Jackie Chan gets ready!
The Big Brawl (1980). This was Fred Weintraub's and Robert Clouse's second attempt to repeat the success of their 1973 martial arts smash Enter the Dragon. And though it's better than their first effort, Black Belt Jones with Jim Kelly, it's still an uneven mixture of broad kung fu comedy and Depression-era gangster drama. The plot, loosely borrowed from the 1975 Charles Bronson film Hard Times, is about a bare-knuckle fight staged by rival gangland bosses (Jose Ferrer and Ron Max). Perennial loser Ferrer blackmails martial artist Jackie Chan into being his fighter at an unofficial national competition (hence, the film's title). The affable Chan provides plenty of comedy as well as some amazing acrobatic feats. However, at that point in his career, Chan lacked Lee's intensity. Also, director Clouse never gives him an opportunity to display his skills against a fellow martial artist. Mako, who plays Uncle Herbert, comes off best, spouting lines such as: "Sometimes, you make me tremble--with disgust"). Fortunately, Jackie Chan eventually found the right vehicle to reintroduce him to mainstream American audiences: 1995's Rumble in the Bronx.

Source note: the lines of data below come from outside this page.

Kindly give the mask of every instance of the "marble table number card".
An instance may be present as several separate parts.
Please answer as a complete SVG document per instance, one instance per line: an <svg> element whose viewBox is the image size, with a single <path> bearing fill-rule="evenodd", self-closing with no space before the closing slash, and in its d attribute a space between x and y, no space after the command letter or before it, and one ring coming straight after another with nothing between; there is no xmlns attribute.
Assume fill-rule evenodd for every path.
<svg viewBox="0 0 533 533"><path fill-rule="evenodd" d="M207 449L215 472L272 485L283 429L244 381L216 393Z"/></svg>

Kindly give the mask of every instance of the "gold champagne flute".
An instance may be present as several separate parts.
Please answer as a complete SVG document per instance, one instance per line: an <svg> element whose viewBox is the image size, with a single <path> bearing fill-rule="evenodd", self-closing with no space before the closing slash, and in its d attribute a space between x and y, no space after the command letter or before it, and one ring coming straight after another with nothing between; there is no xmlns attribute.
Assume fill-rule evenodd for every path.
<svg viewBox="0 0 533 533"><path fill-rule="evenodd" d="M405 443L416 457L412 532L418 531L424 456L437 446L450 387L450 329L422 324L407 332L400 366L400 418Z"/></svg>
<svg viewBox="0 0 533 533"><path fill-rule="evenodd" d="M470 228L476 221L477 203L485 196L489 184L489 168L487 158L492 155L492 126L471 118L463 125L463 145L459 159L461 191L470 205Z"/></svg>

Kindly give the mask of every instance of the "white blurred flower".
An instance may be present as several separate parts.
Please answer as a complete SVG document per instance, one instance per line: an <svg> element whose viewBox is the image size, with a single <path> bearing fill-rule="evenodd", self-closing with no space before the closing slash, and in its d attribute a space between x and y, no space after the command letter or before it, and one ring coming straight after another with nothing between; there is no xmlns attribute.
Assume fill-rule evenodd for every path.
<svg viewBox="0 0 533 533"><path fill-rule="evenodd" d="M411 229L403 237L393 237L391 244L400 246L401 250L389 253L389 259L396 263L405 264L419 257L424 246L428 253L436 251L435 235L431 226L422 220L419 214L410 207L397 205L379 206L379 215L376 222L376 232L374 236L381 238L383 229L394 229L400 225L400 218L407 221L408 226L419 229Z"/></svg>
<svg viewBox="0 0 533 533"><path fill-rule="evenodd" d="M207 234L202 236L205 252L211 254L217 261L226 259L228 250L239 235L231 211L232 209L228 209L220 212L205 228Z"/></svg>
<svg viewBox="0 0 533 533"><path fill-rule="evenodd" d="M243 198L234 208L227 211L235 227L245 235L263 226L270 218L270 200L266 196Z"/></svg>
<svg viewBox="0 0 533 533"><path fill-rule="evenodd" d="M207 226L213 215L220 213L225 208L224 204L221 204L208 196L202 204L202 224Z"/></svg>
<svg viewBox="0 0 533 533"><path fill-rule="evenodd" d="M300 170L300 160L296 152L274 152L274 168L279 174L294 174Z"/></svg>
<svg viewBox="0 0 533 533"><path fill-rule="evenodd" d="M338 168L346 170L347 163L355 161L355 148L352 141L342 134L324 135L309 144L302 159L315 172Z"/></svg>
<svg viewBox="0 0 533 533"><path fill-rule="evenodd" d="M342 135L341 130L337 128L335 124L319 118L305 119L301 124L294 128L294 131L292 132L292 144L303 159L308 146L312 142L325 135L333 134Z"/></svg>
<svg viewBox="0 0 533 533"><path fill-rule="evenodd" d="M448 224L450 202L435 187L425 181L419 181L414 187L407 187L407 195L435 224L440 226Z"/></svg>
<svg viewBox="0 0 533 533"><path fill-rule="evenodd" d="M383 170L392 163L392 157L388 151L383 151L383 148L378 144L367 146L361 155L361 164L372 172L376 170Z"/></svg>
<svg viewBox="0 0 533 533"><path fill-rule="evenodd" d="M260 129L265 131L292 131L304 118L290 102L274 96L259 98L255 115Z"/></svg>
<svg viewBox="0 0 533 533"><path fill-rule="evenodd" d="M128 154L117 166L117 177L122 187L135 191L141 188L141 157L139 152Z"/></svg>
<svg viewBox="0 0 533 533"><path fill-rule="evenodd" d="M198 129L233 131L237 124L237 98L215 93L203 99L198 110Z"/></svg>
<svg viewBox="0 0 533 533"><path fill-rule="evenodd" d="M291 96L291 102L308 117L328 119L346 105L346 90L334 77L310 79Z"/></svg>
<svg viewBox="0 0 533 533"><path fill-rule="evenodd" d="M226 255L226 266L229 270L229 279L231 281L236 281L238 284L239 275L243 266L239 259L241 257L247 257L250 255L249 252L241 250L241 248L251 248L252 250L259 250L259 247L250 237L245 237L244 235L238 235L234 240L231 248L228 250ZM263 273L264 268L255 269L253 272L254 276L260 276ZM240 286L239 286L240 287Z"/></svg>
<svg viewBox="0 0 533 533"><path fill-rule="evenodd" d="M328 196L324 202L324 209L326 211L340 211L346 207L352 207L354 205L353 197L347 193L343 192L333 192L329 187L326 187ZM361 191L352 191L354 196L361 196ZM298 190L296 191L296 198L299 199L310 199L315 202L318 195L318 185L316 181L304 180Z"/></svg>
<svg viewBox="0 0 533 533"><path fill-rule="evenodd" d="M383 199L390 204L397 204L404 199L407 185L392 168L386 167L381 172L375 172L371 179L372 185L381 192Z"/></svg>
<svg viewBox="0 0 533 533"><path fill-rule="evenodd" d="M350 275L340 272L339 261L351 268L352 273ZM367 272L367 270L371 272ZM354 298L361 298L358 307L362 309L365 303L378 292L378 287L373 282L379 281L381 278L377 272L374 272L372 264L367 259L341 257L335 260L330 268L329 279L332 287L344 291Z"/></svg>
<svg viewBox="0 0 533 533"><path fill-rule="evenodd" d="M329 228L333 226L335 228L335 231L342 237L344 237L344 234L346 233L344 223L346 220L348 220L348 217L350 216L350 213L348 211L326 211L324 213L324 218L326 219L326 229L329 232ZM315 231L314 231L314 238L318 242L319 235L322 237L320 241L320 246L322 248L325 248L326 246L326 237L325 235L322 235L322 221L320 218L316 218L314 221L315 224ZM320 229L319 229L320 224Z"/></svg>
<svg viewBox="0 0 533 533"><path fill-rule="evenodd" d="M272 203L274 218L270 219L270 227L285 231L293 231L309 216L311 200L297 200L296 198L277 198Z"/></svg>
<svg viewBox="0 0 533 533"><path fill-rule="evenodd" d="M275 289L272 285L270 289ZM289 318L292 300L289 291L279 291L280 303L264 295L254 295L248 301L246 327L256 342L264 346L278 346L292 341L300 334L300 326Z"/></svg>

Billy Dee Williams looks cool!
Hit! (1973). When his teenaged daughter suffers a drug-related death, a government agent (Billy Dee Williams) goes to Marseilles in search of the drug dealers responsible. This brutal revenge tale, obviously influenced by The French Connection (1971), was made at the peak of the "Blaxploitation" film era. These modestly-budgeted movies cast Black stars in violent action films such as Slaughter, Black Caesar, Coffy, and Superfly. This was one of the better efforts, though the film's slow-moving second half and uninspired ending take the edge off a promising premise. A typical 1970s anti-hero, Williams' revenge-minded father resorts to blackmailing prostitutes and killers in order to exact his wrath. Displaying no signs of his future stardom, Richard Pryor has a supporting role as one of Williams' allies (however, it you watch the film on TV, you may miss half of his profanity-filled dialogue). Hit! is sometimes confused with another Blaxploitation film made a year earlier: Hit Man, which stars Bernie Casey. That film is a respectable remake of Get Carter (1971).